# PR-AF ### Open-Source Agentic PR Reviewer Built on [AgentField](https://github.com/Agent-Field/agentfield) [![Apache 2.0](https://img.shields.io/badge/License-Apache%202.0-16a34a?style=for-the-badge)](LICENSE) [![Python](https://img.shields.io/badge/python-3.11%2B-3776AB?style=for-the-badge&logo=python&logoColor=white)](https://www.python.org/downloads/) [![Built with AgentField](https://img.shields.io/badge/Built%20with-AgentField-0A66C2?style=for-the-badge)](https://github.com/Agent-Field/agentfield) [![More from Agent-Field](https://img.shields.io/badge/More_from-Agent--Field-111827?style=for-the-badge&logo=github)](https://github.com/Agent-Field)

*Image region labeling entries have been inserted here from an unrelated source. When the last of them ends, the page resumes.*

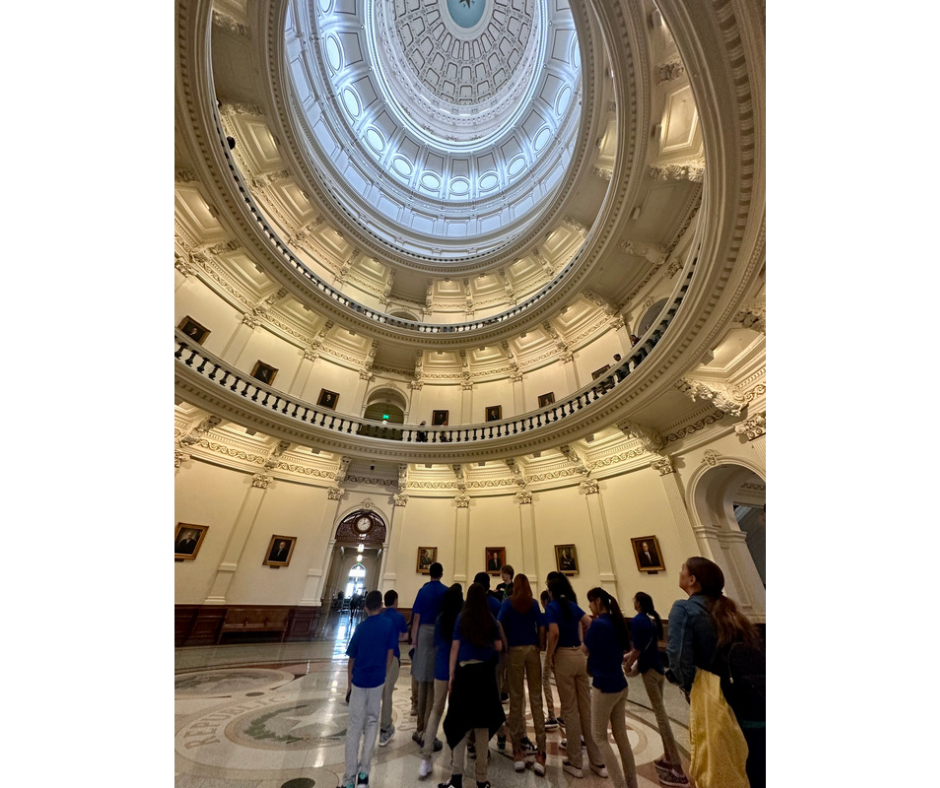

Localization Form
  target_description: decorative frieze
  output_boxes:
[650,455,676,476]
[734,411,767,441]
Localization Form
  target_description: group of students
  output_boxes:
[340,557,766,788]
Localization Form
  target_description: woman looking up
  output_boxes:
[666,556,767,788]
[418,583,463,788]
[499,574,545,777]
[584,588,638,788]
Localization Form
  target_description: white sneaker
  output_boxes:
[562,761,584,777]
[591,763,607,777]
[418,760,431,780]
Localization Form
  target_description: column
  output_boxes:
[382,493,408,593]
[221,315,261,366]
[287,349,320,397]
[516,490,536,580]
[650,456,708,561]
[454,494,470,583]
[581,479,622,602]
[299,487,343,607]
[734,411,767,476]
[558,351,581,399]
[203,473,270,605]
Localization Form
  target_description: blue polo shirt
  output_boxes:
[382,607,408,661]
[545,599,584,648]
[499,599,545,648]
[434,616,451,681]
[411,580,447,626]
[584,613,627,692]
[454,613,499,663]
[346,615,398,689]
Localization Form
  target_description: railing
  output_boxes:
[213,116,584,334]
[173,261,694,444]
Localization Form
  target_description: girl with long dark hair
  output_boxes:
[666,556,767,788]
[545,575,607,777]
[624,591,689,788]
[499,574,545,776]
[444,583,506,788]
[584,587,638,788]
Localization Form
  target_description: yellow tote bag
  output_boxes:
[689,668,750,788]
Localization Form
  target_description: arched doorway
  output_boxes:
[689,452,767,622]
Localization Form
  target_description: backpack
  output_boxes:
[718,642,767,723]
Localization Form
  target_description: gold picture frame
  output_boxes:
[251,359,278,386]
[415,547,437,575]
[173,523,209,561]
[483,547,506,575]
[555,544,579,575]
[262,534,297,566]
[178,315,212,345]
[630,536,666,572]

OutputHow It WorksComparisonQuick StartArchitecture

Other tools run a single LLM pass over the diff with a fixed checklist. PR-AF **builds a custom review strategy for every PR**: it examines the change, reasons about what could go wrong, spawns parallel reviewer agents with runtime-crafted prompts, challenges its own findings adversarially, and posts specific inline comments. Free, open source, one API call. A deep review of a 500-line PR costs about **$0.80 in LLM calls**.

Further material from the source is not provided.